Civilisations in multiple subsets of realities have developed the technology (or mastered the magical power) to open wormholes of their own, and in some cases even target them to realities of specific type. The further these peoples’ explorations reach, the more likely they, too, are to unknowingly interact with and potentially become aware of the Powers of the Void. Equally, however, they may well remain quite oblivious of any forces subtly affecting their explorations.

The “Dimension-Stream”

Wormholes are one thing, momentary and short-lived, typically closing shortly after they have opened. They may connect any one place to any other, perhaps five or six at the most — a wormhole that can be thought of as stationary at one end need not be so at the other, in time, space, or even reality, but these are typically even more short-lived than their more stable counterparts, and rarer.

But there is one that is something far, far more.

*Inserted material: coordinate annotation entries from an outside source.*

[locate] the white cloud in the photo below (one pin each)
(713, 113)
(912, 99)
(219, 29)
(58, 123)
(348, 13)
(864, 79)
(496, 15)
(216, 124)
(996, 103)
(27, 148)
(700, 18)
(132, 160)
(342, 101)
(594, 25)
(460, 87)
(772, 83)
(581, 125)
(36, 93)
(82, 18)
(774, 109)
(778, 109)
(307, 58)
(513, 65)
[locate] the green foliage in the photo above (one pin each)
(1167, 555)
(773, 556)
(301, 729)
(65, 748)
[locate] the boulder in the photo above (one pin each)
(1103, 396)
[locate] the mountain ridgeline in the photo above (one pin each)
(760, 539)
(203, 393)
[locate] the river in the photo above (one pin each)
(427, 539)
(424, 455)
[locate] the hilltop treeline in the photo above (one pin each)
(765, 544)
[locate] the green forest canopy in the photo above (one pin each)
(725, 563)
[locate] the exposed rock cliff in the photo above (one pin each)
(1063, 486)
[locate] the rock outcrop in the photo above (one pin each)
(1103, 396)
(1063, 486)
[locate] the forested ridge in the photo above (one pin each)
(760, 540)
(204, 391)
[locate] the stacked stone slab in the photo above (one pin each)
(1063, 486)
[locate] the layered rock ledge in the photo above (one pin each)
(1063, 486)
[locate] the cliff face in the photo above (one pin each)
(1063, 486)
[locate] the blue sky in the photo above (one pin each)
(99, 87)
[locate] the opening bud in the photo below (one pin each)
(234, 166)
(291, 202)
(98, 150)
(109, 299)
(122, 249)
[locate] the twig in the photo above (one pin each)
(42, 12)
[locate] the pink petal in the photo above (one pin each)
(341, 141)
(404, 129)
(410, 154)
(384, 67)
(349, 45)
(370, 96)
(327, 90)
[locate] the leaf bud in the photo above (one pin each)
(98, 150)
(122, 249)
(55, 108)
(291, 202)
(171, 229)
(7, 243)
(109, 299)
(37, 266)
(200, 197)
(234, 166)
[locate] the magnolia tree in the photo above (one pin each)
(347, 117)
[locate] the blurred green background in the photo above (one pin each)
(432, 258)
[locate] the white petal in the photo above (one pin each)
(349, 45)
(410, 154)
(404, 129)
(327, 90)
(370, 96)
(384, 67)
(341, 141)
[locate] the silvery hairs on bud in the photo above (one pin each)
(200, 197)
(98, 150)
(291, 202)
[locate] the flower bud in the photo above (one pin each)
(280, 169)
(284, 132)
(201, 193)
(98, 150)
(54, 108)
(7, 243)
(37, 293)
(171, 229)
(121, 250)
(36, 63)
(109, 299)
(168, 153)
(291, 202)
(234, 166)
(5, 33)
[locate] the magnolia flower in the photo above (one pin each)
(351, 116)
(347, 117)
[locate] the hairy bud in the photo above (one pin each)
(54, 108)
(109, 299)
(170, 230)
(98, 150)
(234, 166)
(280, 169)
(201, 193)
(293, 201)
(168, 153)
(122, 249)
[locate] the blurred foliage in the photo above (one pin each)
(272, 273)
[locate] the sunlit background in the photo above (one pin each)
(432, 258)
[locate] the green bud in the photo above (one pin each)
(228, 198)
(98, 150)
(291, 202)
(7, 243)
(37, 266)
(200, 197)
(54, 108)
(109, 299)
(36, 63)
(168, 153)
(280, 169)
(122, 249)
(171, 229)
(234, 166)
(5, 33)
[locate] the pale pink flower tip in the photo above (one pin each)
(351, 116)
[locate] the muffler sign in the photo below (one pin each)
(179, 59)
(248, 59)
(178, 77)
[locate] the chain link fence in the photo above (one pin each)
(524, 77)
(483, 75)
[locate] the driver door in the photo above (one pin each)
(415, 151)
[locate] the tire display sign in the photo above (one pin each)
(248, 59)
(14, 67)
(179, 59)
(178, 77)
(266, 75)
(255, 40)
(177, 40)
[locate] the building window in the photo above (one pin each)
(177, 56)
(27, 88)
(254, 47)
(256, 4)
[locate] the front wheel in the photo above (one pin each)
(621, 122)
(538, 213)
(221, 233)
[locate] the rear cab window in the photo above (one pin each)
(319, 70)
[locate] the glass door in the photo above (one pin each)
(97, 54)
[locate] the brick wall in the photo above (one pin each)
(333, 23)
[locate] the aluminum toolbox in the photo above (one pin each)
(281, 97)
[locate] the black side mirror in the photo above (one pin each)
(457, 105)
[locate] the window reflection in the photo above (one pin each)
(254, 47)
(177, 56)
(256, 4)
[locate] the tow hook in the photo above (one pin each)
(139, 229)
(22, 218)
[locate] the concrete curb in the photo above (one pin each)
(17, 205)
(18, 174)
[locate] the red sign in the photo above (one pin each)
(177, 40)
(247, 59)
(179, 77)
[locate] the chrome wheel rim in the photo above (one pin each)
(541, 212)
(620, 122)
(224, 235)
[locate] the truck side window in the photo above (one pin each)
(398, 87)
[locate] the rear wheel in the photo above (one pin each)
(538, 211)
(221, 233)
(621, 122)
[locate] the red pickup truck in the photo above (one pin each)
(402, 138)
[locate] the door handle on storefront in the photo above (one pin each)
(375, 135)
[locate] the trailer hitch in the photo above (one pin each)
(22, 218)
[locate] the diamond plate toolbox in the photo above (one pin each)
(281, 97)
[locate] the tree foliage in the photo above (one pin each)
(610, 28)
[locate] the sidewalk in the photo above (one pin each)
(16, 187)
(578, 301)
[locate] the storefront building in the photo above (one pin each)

They call it “the Dimension-Stream”, those who know it best. It can be traversed, even navigated, if with some difficulty, and a small number of ships (and an even smaller number of individuals with suitable powers, but spaceships are by far the most reliable means of transit, owing to their durability) even make a rich living doing so, roving between universes without ever truly entering the Void. It has direction, of a sort; distance, of a sort; and from it countless portals flicker open and shut in the space of a heartbeat. The Dimension-Stream, too, touches all places, and unlike the Void it is, at least in part, a place. As much unreality as reality, more real than the inside of a wormhole and less so than the weakest of universes, most people think of it as a giant wormhole, something from the boundaries of possibility that, once formed, could not be unmade. And perhaps that is so — but not even those who have studied it most closely can say for certain.

For there is a strangeness about the Dimension-Stream even — or especially — to those who best know the Void.

It has a preferred direction, the Dimension-Stream. There is, in crude terms, an “upstream” and a “down”. Without propulsion, an object — alive or otherwise — will fall along that primary axis. Motion counter to this innate ‘fall’ is possible over a great distance… yet eventually, finally, it begins to be impeded. The degree of turbulence grows, at first slowly, then more swiftly, increasing to a shattering force of impassable power. No being, no ship, no known object has ever breached that limitless onslaught at what many think of as the “source” of the Dimension-Stream. Not even the Powers, however conceived, know what lies beyond, or even whether the word ‘beyond’ has any meaning at all.